What does the notation "*" mean?

Question

I do not know the name of or what it does so I have no means of searching for an answer over the internet or a book. In my notes for algebraic topology, I have this bit that says,

For any $f: X \rightarrow S^1$, define $\bar{f}: f^* \mathbb{R} \rightarrow \mathbb{R}$ and $q:f^* \mathbb{R} \rightarrow X$.

I don't know what the space or set $f^* \mathbb{R}$ is supposed to mean, namely what "*" means either as a symbol or as some operator. Is it equvialent to $f(\mathbb{R})$?

I've searched through my past notes but cannot find something that explains it, is anyone familiar with the notation?

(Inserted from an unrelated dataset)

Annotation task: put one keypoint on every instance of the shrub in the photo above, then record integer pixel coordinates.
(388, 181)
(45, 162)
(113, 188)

Edit The question follows,

Prove that the following diagram commutes. Namely, show that $p o \bar{f} = \bar{f} o q: f^* \mathbb{R} \rightarrow S^1$

Answer 1

This is most probably the pullback of the covering map $\mathbb{R} \to S^1$. In a more general context, suppose that $p : E \to B$ is some covering space, and $f : X \to B$ is any continuous map. Then the linked Q&A shows that $$f^*E := E \times_B X = \{ (e,x) \in E \times X \mid p(e) = f(x) \}$$ is a covering space via the projection $q : f^* E \to X$, and there is also a projection $\bar{f} : f^* E \to E$ such that the diagram commutes ($p \circ \bar{f} = f \circ q$).

Since you're asked to prove that $p \circ \bar{f} = f \circ q$, you probably have another definition of the pullback (because it is immediate with the definition I've given), and we cannot just guess what it is. You'll have to search your notes more thoroughly.